Мама и папа | страница 59
Есть памятники с молодыми лицами тех, кто умер в глубокой старости. И кажется кощунством, что дети чтили молодость своих родителей, а от старости их стыдливо отвернулись. А есть прекрасные старики, и тогда невольно испытываешь благодарность к живущим, которые не скрыли от нас лик старости, не отретушировали страданье, которое пробивается с глянцевых фотографий. И все-таки думаю: нужны ли на памятниках лица? Было ИМЯ, была принадлежность к ФАМИЛИИ — вот что важно. Сумел ли человек выявиться — не лицом, а сутью? Сумел ли обогатить и тем продлить свой род, свою фамилию? Впрочем, у каждого народа собственные законы: пусть фотографии, пусть надписи — лишь бы не уводили они ушедших от живых, а к ним возвращали.
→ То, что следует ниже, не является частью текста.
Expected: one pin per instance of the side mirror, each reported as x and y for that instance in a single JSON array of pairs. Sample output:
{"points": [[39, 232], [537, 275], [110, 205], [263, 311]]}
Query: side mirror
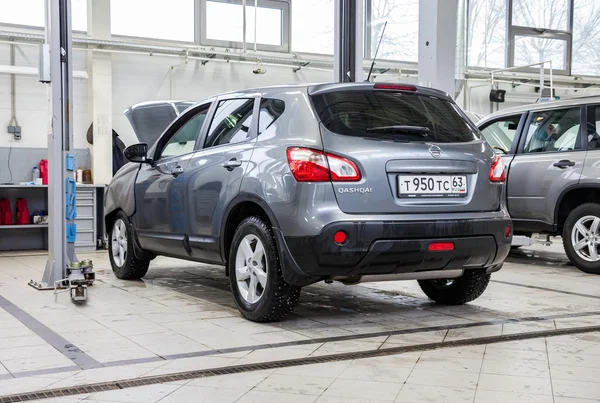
{"points": [[137, 153]]}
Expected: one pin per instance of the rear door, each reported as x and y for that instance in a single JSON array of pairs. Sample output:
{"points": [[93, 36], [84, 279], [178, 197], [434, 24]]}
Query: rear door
{"points": [[159, 188], [591, 170], [435, 161], [549, 159], [216, 171]]}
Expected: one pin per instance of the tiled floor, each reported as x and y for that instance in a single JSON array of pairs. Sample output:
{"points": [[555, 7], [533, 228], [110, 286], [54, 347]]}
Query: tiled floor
{"points": [[181, 318]]}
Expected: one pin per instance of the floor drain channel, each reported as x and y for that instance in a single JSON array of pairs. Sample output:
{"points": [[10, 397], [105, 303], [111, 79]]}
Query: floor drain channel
{"points": [[153, 380]]}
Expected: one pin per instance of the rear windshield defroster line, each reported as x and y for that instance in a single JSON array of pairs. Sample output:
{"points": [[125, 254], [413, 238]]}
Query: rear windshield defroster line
{"points": [[356, 113]]}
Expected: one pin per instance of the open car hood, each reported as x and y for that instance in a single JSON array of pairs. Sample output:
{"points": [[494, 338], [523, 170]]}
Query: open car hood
{"points": [[150, 119]]}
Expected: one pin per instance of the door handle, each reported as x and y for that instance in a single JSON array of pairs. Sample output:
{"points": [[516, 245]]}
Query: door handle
{"points": [[232, 164], [562, 164], [177, 171]]}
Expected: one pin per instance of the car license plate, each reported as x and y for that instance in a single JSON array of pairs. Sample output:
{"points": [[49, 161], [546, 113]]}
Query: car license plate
{"points": [[432, 186]]}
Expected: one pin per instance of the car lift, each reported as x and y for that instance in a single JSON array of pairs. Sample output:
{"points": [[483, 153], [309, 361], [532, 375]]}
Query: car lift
{"points": [[63, 270]]}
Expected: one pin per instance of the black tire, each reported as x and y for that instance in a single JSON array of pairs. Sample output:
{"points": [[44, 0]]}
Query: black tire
{"points": [[278, 298], [588, 209], [132, 268], [461, 290]]}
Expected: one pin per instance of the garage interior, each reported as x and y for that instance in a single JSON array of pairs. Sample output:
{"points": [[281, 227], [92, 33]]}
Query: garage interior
{"points": [[176, 335]]}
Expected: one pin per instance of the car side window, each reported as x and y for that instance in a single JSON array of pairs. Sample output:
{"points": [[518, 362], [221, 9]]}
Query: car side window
{"points": [[270, 110], [593, 127], [184, 140], [501, 133], [231, 123], [553, 131]]}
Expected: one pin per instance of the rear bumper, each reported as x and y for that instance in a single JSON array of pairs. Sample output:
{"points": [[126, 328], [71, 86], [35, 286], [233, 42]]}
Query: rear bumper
{"points": [[393, 247]]}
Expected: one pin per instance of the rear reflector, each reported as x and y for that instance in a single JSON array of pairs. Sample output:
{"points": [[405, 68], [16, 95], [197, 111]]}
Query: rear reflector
{"points": [[395, 87], [340, 237], [498, 170], [309, 165], [441, 247]]}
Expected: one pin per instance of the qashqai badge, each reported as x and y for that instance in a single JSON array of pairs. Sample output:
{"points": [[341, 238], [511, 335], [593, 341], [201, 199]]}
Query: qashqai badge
{"points": [[435, 151]]}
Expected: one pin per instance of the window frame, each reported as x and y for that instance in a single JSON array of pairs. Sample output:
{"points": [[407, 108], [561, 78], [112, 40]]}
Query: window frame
{"points": [[368, 40], [518, 132], [579, 145], [282, 5], [514, 31], [42, 28], [252, 132]]}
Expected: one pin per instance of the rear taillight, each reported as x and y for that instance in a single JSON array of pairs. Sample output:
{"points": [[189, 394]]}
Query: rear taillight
{"points": [[441, 247], [395, 87], [309, 165], [498, 170]]}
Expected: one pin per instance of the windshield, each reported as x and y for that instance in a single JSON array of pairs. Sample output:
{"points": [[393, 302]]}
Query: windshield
{"points": [[357, 113]]}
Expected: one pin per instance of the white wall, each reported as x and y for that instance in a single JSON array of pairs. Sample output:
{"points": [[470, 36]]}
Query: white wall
{"points": [[31, 102]]}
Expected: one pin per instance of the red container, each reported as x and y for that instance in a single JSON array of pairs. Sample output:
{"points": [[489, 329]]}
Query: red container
{"points": [[44, 171], [22, 212]]}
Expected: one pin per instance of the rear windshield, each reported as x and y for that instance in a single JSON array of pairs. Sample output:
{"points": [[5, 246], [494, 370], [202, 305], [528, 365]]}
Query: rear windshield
{"points": [[357, 113]]}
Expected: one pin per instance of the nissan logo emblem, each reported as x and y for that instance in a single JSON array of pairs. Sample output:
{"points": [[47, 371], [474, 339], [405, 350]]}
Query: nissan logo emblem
{"points": [[435, 151]]}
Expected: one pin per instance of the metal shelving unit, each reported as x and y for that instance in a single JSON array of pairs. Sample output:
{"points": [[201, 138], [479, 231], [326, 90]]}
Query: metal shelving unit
{"points": [[89, 199]]}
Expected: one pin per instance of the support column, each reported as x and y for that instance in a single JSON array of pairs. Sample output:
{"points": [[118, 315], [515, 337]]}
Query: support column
{"points": [[349, 41], [100, 92], [437, 44], [61, 249]]}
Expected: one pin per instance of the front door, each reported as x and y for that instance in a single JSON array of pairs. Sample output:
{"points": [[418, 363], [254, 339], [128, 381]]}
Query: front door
{"points": [[160, 187], [216, 173], [550, 158]]}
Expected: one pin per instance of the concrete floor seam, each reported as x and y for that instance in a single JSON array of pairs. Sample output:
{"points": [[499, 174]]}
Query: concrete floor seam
{"points": [[234, 369], [62, 345], [535, 287], [77, 352]]}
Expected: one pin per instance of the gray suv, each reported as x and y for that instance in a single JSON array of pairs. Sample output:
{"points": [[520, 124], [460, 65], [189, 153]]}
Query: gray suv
{"points": [[287, 186], [553, 186]]}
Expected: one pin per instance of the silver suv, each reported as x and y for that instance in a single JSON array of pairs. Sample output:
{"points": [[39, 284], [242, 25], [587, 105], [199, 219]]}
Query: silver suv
{"points": [[553, 187], [291, 185]]}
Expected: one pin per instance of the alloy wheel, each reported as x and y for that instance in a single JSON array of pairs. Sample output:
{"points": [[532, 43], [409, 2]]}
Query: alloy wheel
{"points": [[251, 269], [119, 242], [585, 238]]}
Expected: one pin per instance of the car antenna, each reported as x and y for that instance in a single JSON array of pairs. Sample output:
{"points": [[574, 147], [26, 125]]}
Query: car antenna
{"points": [[376, 52]]}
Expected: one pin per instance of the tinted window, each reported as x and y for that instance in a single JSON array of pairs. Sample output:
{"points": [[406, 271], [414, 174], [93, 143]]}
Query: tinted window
{"points": [[270, 111], [352, 113], [184, 140], [552, 131], [231, 123], [501, 133], [593, 127]]}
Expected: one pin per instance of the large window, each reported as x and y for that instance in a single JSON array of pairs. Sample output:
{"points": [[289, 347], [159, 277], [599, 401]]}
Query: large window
{"points": [[313, 26], [507, 33], [530, 50], [586, 37], [158, 19], [223, 24], [487, 33], [401, 39], [32, 13]]}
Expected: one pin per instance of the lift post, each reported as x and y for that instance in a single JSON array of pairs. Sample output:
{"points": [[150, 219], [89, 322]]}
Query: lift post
{"points": [[62, 268]]}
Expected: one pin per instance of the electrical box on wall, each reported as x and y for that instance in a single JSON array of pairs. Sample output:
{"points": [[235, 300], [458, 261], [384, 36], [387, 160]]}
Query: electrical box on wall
{"points": [[15, 131]]}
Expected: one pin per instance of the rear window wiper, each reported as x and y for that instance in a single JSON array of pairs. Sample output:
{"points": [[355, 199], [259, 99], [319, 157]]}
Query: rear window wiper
{"points": [[423, 131]]}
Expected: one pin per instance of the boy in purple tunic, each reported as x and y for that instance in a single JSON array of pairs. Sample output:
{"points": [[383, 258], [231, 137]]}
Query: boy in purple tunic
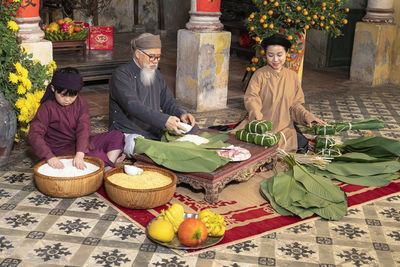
{"points": [[61, 126]]}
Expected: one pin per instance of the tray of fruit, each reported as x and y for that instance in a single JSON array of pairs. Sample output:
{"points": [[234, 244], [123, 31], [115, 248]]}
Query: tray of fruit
{"points": [[180, 230]]}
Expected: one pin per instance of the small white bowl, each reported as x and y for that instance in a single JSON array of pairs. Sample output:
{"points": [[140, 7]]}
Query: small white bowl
{"points": [[188, 127], [132, 170]]}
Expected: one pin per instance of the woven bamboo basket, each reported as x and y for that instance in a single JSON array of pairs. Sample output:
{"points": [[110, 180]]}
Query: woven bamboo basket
{"points": [[140, 198], [67, 187]]}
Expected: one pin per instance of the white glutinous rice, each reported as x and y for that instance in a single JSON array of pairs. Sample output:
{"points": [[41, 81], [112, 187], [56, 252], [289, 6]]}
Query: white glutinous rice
{"points": [[198, 140], [68, 170]]}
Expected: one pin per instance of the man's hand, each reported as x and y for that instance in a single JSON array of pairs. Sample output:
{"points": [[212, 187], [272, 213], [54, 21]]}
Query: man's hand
{"points": [[78, 161], [172, 125], [188, 118], [55, 163], [317, 121]]}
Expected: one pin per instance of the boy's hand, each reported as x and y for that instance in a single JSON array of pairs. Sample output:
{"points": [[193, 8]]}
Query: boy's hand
{"points": [[55, 163], [78, 161]]}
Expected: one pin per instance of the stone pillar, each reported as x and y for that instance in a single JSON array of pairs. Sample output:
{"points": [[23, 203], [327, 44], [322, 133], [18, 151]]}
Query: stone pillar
{"points": [[202, 69], [30, 35], [379, 11], [204, 16], [203, 59], [373, 44]]}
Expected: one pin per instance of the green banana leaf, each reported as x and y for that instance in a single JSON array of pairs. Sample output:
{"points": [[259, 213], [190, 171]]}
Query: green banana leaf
{"points": [[266, 189], [299, 192], [374, 180], [287, 190], [180, 156], [363, 169], [214, 140], [375, 146], [318, 185], [359, 157]]}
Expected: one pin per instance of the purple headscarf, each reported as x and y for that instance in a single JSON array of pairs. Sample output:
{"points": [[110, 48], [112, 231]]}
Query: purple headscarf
{"points": [[69, 81]]}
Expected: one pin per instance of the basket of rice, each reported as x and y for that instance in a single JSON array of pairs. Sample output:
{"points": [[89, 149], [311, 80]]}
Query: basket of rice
{"points": [[69, 181], [151, 188]]}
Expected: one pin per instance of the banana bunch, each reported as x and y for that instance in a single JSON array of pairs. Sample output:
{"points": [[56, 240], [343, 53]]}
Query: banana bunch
{"points": [[215, 223], [174, 214]]}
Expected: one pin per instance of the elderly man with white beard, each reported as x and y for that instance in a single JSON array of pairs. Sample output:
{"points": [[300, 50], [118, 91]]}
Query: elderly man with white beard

...Этого старика я заметила давно, лет десять назад, не меньше. Он возникал будто из-под земли (или с неба — не знаю) и, не произнося ни слова, стоял некоторое время рядом, не нарушая, но как-то незаметно вторгаясь в мое уединение. Потом так же молча уходил. Иногда наши глаза встречались. В моих было недоумение, даже раздражение. В его — извинение, что помешал, и одновременно — уверенность, что иначе не мог, что он просто обязан мне помочь, хотя я его об этом не просила.
"Ничего, ничего... Вы, пожалуйста, не беспокойтесь..." — тихо говорил старик.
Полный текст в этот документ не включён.